Takeda, Other Firms Test Covid-19 Convalescent-Plasma Treatment

NIH funds study of high antibody concentrations combined with the antiviral remdesivir

The National Institute of Allergy and Infectious Diseases said a group of companies including Japanese drugmaker Takeda Pharmaceutical Co. TAK +0.11% began testing an experimental treatment for hospitalized Covid-19 patients that is derived from the convalescent plasma of people who have recovered from the new coronavirus.

The NIAID, a division of the National Institutes of Health, or NIH, is funding the study, which will enroll 500 hospitalized patients from across Africa, Asia, Europe, and North and South America, the NIAID said Thursday. The trial will compare the new drug in combination with the antiviral medication remdesivir made by Gilead Sciences Inc.,GILD +0.84% versus a treatment of remdesivir and a placebo.

The drug being tested combines anti-coronavirus antibodies derived from blood samples taken from multiple recovered patients. The aim is to make a more potent and effective form of so-called convalescent plasma therapy than is usually derived from a single patient.
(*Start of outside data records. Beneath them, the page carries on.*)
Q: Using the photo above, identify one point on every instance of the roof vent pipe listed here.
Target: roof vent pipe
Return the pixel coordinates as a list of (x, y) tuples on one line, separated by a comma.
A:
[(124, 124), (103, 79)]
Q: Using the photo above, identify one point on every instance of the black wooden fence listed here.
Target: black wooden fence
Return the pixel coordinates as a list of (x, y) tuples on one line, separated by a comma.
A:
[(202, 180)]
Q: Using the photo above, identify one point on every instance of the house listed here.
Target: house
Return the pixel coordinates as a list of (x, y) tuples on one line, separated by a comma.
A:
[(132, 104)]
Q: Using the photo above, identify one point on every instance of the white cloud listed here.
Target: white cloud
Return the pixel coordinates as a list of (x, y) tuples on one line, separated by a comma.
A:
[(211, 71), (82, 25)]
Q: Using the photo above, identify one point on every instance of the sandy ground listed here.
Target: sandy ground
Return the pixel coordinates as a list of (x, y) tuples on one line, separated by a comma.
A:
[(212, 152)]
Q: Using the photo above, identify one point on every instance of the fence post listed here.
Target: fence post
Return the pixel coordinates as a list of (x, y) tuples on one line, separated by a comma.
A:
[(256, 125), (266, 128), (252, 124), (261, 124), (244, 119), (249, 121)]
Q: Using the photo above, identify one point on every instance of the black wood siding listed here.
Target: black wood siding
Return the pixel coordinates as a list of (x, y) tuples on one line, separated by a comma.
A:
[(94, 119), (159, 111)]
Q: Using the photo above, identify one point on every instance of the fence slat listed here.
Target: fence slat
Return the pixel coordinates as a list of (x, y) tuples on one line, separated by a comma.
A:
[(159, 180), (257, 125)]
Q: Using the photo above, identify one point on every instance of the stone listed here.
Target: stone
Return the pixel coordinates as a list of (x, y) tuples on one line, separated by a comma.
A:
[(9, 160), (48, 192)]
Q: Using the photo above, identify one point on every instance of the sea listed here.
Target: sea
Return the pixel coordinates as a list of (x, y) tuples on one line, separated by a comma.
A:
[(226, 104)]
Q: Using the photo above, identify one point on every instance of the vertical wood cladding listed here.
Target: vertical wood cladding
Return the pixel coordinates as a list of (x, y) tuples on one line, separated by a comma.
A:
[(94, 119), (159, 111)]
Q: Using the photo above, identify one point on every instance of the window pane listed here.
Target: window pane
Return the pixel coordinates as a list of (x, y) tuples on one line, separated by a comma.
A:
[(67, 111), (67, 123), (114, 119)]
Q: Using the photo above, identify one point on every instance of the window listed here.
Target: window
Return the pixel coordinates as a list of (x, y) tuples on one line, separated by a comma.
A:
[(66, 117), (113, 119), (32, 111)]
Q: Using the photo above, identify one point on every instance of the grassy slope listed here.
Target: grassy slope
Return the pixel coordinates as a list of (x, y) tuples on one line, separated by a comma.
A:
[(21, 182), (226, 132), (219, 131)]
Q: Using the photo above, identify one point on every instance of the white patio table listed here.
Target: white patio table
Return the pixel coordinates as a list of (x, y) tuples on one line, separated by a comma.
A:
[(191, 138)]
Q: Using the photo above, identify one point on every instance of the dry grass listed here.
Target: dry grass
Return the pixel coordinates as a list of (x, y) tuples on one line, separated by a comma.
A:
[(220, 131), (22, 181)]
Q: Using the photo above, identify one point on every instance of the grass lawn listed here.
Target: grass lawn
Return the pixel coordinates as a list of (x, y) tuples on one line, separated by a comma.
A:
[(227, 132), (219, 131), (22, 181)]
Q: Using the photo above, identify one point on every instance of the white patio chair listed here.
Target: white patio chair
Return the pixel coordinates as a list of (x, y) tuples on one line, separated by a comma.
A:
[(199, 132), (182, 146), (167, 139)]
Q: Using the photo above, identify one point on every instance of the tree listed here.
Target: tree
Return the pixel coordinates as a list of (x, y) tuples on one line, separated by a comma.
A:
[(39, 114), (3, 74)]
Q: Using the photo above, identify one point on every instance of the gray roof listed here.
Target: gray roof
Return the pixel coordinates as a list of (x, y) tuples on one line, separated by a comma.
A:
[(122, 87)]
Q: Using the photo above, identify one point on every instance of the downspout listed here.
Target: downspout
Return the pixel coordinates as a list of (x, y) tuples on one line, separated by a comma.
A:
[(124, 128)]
The new drug is called “hyperimmune intravenous immunoglobulin,” or hIVIG, and is sometimes referred to simply as “hyperimmune.”

“We take the coronavirus convalescent plasma, and we pool it so there are literally thousands of donations that go into a manufacturing pool and we pull out the antibodies, purify it, and concentrate it down into the final medicine vial,” said Julie Kim, president of Takeda’s plasma-derived therapies unit.
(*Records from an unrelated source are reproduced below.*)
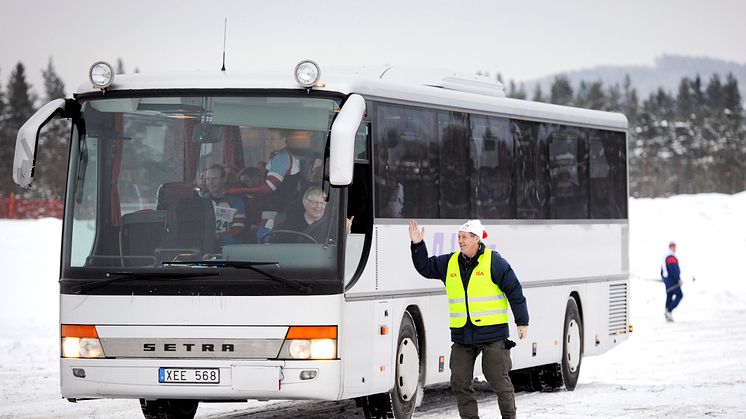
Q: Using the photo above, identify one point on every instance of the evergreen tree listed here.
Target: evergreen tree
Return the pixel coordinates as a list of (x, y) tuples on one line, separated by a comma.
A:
[(630, 103), (19, 107), (53, 143), (516, 92), (538, 95), (561, 91), (596, 98), (614, 99), (581, 97)]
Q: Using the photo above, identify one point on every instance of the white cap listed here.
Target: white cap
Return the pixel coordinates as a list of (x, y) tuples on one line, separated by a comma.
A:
[(475, 227)]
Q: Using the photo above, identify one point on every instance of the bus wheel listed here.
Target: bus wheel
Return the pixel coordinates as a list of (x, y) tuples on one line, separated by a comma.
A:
[(572, 349), (401, 401), (169, 408), (407, 378)]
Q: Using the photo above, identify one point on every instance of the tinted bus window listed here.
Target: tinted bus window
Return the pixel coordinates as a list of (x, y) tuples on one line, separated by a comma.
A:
[(407, 162), (608, 174), (455, 173), (568, 174), (492, 161), (531, 169)]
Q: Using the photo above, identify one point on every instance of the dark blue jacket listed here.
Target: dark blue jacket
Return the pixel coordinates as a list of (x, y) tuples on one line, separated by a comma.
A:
[(502, 274), (672, 274)]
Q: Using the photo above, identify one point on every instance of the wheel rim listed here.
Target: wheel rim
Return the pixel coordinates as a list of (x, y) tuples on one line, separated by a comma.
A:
[(572, 345), (407, 369)]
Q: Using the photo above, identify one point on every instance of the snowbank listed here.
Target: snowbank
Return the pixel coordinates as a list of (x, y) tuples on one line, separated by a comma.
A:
[(695, 367)]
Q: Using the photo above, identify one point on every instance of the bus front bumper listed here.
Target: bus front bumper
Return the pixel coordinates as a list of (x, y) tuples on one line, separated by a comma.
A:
[(236, 380)]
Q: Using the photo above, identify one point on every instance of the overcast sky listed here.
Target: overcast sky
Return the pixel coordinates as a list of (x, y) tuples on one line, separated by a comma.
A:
[(522, 39)]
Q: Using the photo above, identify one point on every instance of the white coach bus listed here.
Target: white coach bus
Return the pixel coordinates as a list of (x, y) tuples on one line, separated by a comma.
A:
[(157, 303)]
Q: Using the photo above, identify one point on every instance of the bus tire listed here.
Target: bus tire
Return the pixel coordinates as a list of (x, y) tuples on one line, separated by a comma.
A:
[(407, 378), (169, 408), (572, 347)]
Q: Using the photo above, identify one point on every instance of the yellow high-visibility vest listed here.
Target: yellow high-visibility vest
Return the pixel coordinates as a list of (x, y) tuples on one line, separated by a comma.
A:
[(487, 304)]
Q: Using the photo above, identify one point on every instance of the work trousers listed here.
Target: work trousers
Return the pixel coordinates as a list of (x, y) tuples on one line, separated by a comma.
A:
[(495, 366), (673, 297)]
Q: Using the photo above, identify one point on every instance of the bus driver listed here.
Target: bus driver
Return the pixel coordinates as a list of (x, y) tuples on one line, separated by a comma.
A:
[(479, 284)]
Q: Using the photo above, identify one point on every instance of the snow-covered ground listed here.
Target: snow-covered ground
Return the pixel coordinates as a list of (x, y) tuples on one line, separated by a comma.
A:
[(694, 367)]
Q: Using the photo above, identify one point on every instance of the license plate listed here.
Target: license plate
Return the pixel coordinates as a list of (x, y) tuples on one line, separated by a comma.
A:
[(189, 375)]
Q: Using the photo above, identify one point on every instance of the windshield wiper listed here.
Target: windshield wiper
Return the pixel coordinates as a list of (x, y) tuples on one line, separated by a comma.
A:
[(123, 276), (252, 266)]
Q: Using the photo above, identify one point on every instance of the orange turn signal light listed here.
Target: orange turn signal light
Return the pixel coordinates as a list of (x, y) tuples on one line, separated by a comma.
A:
[(79, 331), (312, 332)]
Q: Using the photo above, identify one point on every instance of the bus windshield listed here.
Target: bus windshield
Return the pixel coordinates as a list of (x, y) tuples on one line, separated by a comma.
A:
[(159, 182)]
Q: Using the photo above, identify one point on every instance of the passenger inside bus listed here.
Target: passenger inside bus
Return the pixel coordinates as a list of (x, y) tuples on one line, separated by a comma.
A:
[(230, 211), (282, 181), (308, 219)]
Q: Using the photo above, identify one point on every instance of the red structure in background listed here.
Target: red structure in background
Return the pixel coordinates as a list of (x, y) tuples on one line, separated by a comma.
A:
[(14, 207)]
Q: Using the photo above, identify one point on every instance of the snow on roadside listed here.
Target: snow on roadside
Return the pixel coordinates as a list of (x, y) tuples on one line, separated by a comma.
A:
[(695, 367)]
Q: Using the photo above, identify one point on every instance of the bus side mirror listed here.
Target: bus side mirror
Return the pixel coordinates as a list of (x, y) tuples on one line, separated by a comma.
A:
[(342, 147), (27, 138)]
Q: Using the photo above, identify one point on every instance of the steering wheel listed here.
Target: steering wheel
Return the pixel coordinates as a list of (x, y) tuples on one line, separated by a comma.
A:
[(265, 238)]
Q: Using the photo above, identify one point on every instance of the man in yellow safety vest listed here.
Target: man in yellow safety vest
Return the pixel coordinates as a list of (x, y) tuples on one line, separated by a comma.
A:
[(479, 284)]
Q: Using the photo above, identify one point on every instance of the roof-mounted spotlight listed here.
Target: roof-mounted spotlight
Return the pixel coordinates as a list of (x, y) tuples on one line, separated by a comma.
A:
[(307, 73), (101, 75)]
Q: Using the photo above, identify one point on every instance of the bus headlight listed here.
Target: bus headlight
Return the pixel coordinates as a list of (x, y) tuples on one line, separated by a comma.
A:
[(307, 73), (82, 348), (310, 342), (80, 341), (300, 349), (101, 75)]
The hyperimmune drug is made from the liquid component of blood, or plasma, which contains antibodies. Convalescent plasma is a form of treatment in which plasma collected from recovered patients is transfused directly to Covid-19 patients. Researchers hope the antibodies developed by the recovered patients can bolster the immune systems of new patients and help defeat coronavirus infections.

Several companies are involved in collecting and providing the anticoronavirus antibodies that make up the drug being tested. Alongside Takeda, based in Tokyo, scientists fromEmergent BioSolutions Inc. of Gaithersburg, Md., CSL Behring LLC of King of Prussia, Pa., and Grifols SA of Barcelona also collected plasma donated by healthy people who have recovered from Covid-19 infections.
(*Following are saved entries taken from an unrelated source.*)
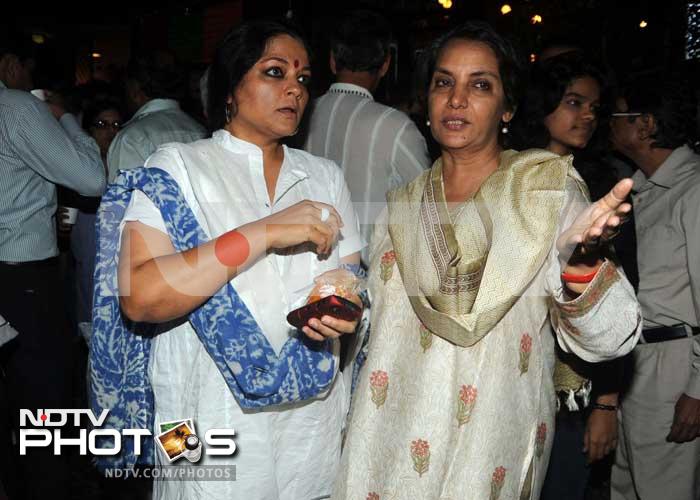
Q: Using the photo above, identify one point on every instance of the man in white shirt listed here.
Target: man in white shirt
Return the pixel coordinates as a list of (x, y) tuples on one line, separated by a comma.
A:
[(378, 147), (659, 451), (153, 81)]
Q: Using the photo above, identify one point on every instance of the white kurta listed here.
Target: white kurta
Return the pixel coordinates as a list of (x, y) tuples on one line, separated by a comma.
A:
[(432, 420), (222, 180)]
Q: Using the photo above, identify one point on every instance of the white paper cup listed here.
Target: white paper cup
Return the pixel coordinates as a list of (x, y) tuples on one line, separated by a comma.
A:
[(71, 215), (39, 94)]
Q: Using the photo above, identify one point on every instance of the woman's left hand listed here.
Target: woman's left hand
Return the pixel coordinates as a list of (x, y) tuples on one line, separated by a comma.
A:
[(597, 224), (330, 327), (600, 437)]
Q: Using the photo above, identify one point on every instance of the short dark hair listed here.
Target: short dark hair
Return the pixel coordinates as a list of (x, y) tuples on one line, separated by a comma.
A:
[(544, 90), (361, 42), (509, 62), (96, 106), (240, 49), (669, 100), (17, 46), (157, 74)]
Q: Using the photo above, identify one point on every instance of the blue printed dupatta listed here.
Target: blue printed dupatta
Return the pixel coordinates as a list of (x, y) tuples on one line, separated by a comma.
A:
[(119, 356)]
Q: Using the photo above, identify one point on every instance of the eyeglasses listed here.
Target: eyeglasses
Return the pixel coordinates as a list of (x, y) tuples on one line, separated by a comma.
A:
[(101, 124), (621, 113)]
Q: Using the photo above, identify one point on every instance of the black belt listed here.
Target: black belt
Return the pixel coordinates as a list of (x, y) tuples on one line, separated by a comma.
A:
[(51, 261), (664, 333)]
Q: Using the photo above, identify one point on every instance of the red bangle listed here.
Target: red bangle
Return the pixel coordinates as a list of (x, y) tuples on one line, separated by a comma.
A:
[(579, 278)]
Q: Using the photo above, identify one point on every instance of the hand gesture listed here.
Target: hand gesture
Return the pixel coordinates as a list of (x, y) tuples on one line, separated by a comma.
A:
[(600, 437), (686, 420), (330, 327), (598, 223), (306, 221)]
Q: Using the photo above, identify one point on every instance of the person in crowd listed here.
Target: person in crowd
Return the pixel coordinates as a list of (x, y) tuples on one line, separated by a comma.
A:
[(102, 118), (659, 454), (378, 147), (473, 265), (272, 219), (42, 146), (153, 84), (560, 113)]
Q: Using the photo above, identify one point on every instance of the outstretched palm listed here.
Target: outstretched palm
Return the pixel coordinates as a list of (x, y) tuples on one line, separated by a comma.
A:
[(598, 223)]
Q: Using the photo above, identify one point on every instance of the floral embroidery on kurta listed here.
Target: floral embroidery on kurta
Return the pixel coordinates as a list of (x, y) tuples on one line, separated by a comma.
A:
[(540, 439), (379, 385), (525, 349), (426, 337), (420, 453), (465, 404), (387, 265), (497, 479)]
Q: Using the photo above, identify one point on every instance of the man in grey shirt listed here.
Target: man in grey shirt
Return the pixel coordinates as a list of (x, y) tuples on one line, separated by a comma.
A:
[(153, 84), (659, 451), (40, 146), (378, 147)]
The NIAID study will follow patients for 28 days and could be completed by the end of this year or in early 2021, said Bill Mezzanotte, CSL Behring’s global head of R&D and chief medical officer. If the drug shows a benefit in improving patient symptoms, it can be used by multiple companies to seek approval for their hyperimmune products, he said. 

The study is the latest of several efforts evaluating experimental drugs made from plasma donated by recovered patients. In July, Emergent BioSolutions announced plans to work with Mount Sinai Health System in New York City to test whether its own drug derived from the blood plasma of recovered Covid-19 patients can prevent infections in doctors, nurses and military forces. In August, U.S. regulators granted an emergency-use authorization for convalescent plasma in treating seriously ill Covid-19 patients.

The NIAID study announced Thursday differs from these efforts in that the treatment contains several times more anticoronavirus antibodies than are typically contained in convalescent plasma, the institute said. Researchers pool the various plasma donations and purify and concentrate the antibodies, creating what is known as hyperimmune globulin.

Whereas convalescent plasma must be used within 24 hours, hyperimmune globulins can be stored for as long as three years, according to Takeda. Such therapies have been shown to be effective in treating severe acute viral respiratory infections, the company said.

Takeda announced its drug-development plan in March, and a month later it formed a partnership with CSL Behring, and eventually other companies, for collaboration on research and development, manufacturing and plasma collection. One reason for the collaboration was to speed up development. Takeda said in March that, if testing is successful, the company aimed to make the therapy available by about the end of the year.